We could only think of three that have a truly national brand and quickly discounted all three for similar reasons – one is predominantly an execution-only business with a small advice arm, another is anything but independent and the third offers services with a perceived lack of independence. It seems IFA firms can get big, in some cases quickly, but not without sacrificing profit or quality of advice and service.
Looking through the list of the biggest 100 IFA firms by turnover, many fail the independence test or fail the profitability test, or both. Others would be better defined as stockbrokers, general insurance brokers or employee benefit consultants.
Networks and nationals, in the main, consist of disparate groups of individual advisers, each working under a common business structure but with largely separate working methods and approaches to advice.
Some of these businesses grow quickly by throwing money at recruitment, only to reach a certain size and see their advisers move to a competitor with similarly attractive joining incentives and lower retention charges.
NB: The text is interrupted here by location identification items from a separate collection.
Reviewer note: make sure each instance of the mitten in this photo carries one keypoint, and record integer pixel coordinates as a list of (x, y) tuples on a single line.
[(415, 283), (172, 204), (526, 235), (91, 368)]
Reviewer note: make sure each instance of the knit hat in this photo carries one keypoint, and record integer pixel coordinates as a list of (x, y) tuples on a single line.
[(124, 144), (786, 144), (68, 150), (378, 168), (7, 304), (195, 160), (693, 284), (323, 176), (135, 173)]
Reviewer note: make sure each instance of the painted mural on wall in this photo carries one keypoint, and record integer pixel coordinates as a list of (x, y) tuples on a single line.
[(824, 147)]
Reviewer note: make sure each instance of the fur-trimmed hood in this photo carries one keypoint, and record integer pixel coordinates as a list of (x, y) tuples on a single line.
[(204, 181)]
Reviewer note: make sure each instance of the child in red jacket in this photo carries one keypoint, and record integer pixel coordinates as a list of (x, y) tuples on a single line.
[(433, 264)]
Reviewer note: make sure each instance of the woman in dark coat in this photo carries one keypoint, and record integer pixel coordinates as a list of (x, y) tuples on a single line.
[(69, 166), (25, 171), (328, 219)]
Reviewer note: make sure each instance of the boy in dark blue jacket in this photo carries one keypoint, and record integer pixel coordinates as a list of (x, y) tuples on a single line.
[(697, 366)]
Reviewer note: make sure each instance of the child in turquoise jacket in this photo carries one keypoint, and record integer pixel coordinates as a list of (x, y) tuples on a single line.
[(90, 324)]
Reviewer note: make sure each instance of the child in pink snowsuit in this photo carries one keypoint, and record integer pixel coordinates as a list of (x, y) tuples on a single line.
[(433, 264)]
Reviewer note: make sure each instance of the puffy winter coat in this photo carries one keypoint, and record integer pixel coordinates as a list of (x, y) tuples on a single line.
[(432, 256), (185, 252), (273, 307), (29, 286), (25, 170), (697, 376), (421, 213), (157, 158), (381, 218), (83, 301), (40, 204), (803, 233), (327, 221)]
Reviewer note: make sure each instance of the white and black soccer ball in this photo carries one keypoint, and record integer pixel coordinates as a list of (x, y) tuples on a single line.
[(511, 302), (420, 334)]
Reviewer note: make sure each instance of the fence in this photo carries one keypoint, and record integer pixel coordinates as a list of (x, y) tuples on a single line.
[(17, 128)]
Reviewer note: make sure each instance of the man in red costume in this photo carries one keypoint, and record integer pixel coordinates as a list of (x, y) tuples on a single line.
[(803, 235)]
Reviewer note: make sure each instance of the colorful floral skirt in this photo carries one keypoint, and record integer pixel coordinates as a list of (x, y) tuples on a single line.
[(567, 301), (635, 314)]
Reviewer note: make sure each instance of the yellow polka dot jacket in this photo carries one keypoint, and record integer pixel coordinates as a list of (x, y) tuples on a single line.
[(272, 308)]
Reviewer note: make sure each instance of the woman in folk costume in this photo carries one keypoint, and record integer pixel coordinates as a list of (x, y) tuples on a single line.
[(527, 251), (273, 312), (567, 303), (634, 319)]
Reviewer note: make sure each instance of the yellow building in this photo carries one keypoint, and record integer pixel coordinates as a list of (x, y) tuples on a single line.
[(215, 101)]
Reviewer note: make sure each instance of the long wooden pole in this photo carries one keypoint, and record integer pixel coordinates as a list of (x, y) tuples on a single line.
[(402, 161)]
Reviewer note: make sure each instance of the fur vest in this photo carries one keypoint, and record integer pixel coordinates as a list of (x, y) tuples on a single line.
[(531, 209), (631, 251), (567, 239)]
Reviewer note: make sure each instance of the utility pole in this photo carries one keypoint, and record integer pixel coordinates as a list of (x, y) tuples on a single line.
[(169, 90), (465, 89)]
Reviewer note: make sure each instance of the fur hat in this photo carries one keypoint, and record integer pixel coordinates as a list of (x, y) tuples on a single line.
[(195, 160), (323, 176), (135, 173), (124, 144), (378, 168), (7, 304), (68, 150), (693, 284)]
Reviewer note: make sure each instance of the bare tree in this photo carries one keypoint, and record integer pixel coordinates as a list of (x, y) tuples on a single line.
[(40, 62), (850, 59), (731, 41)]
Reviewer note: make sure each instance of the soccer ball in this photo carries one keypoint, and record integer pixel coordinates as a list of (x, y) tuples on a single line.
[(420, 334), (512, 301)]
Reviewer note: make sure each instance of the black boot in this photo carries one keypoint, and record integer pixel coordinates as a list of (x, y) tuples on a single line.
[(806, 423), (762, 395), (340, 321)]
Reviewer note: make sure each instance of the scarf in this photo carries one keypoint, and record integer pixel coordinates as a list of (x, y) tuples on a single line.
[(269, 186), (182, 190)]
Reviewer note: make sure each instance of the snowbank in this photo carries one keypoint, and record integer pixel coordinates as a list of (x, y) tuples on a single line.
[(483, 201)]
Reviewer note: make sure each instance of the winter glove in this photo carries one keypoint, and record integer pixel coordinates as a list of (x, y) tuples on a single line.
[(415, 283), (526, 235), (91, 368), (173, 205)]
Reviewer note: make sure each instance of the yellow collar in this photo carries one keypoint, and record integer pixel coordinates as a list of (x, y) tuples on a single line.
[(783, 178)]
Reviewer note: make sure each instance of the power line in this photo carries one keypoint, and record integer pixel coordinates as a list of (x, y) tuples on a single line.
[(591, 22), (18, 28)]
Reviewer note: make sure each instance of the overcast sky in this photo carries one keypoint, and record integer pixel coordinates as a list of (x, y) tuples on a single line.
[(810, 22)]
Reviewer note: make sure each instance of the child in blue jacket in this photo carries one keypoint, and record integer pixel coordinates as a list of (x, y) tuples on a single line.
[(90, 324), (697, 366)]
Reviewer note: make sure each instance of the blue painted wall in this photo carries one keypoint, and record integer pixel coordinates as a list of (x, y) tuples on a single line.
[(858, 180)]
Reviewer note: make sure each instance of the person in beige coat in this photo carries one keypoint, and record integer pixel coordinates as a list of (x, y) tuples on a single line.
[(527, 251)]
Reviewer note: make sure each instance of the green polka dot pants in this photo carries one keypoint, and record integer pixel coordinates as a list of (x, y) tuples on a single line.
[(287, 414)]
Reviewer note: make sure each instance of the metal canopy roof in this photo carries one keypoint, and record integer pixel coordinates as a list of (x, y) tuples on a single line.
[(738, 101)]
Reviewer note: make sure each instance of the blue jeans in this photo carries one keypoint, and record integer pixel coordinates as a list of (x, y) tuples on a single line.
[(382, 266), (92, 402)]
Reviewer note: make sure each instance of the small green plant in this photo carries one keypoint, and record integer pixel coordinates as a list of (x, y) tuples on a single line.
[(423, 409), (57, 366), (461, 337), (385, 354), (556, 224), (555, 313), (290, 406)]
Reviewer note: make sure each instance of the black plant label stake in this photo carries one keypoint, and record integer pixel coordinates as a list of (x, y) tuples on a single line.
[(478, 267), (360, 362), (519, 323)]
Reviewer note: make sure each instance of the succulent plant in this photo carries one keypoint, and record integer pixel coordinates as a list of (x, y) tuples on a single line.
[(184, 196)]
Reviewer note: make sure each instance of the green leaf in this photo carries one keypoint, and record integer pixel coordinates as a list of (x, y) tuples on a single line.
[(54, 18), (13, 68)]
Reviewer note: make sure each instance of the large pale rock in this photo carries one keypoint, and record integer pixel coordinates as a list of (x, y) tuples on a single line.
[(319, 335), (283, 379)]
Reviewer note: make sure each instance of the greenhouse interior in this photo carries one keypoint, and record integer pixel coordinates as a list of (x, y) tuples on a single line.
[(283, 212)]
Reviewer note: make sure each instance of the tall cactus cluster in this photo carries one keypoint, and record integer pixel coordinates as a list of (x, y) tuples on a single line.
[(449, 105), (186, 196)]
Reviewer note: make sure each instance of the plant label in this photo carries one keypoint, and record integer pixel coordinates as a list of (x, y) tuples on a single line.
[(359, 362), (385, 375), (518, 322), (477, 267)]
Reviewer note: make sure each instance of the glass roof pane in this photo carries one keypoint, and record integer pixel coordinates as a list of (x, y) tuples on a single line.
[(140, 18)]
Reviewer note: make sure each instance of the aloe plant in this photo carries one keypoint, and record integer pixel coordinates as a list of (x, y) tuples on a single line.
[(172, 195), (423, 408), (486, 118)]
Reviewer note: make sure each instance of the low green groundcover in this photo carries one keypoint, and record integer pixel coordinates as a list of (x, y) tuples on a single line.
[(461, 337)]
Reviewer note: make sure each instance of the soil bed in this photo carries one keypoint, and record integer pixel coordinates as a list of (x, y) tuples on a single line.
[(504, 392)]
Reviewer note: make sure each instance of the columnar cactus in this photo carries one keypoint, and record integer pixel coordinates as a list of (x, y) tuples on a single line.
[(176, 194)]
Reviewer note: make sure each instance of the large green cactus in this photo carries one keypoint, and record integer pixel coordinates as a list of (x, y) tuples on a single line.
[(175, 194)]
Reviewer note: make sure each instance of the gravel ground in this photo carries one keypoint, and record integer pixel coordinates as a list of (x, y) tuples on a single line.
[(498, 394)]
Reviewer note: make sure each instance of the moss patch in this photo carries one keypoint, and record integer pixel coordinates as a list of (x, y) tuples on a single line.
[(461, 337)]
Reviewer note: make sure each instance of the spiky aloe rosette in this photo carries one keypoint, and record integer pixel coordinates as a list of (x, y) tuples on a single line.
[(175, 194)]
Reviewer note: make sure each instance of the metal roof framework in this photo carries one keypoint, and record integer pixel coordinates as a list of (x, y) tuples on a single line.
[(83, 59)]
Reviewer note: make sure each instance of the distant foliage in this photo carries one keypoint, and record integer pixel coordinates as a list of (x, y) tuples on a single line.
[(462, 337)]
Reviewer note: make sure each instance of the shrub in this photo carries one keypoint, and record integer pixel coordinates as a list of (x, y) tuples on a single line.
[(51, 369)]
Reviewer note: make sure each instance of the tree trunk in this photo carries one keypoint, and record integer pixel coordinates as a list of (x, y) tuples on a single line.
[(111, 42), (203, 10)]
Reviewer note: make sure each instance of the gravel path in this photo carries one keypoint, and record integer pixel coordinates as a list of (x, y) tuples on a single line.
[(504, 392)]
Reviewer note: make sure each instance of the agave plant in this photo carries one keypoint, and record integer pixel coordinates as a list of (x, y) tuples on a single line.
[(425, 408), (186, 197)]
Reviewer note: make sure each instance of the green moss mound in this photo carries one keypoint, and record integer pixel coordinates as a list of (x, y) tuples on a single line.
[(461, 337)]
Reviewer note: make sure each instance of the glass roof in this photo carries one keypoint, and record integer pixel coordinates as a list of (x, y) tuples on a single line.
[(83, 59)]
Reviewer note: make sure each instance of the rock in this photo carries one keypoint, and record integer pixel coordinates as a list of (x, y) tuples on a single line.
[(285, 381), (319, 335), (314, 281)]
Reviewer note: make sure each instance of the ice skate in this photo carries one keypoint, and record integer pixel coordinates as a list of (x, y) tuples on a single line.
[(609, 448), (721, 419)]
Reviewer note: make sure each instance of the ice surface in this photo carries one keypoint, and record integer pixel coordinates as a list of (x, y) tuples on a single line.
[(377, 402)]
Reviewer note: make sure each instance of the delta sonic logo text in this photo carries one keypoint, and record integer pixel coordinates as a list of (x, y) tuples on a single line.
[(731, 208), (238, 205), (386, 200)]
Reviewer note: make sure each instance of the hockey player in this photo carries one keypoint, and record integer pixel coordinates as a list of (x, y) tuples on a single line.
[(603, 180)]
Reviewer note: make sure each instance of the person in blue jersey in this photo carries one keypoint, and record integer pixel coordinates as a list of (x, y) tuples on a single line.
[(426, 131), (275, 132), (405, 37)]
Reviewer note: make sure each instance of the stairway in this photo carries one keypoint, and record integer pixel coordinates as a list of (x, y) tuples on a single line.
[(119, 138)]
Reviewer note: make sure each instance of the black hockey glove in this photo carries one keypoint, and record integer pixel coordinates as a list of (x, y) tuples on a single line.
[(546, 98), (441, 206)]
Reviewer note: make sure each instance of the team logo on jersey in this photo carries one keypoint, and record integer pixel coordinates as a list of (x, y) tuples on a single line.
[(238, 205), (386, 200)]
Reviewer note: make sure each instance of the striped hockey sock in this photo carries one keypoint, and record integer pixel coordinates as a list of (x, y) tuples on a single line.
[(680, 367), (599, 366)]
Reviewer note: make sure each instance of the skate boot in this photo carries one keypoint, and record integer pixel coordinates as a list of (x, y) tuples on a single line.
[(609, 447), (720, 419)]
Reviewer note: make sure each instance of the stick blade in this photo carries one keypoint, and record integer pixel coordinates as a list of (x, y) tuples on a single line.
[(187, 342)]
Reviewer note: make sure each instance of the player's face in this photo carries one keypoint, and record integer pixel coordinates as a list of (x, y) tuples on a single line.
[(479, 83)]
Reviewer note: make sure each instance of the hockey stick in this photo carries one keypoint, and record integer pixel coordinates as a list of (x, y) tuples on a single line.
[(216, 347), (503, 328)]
This is no way to create a sustainable, profitable business.
Consolidators are an untested model. They may or may not succeed in creating a successful national IFA brand in the long term. At this early stage in their lifecycle, it could go either way.
What is holding back IFA businesses or is financial advice ever scalable? Posing this question on Twitter seemed to suggest elements of what we all do are scalable but advice is not. It might be possible to scale the marketing of a brand, the approach towards investment advice and even the production of advice reports. These are all things where systems and processes can be applied.
Scaling advice itself, which is typically delivered on a face-to-face basis and relies on individual adviser relationships, is much harder.
Is independent financial advice destined to remain a cottage industry and is that a bad outcome? It might be better for the IFA business model to accept limitations in terms of scale than to reach for the stars and consistently fail. We might all benefit from a relatively small number of modestly sized firms doing things well, rather than a few Goliaths racking up substantial losses and attracting negative attention from the regulator.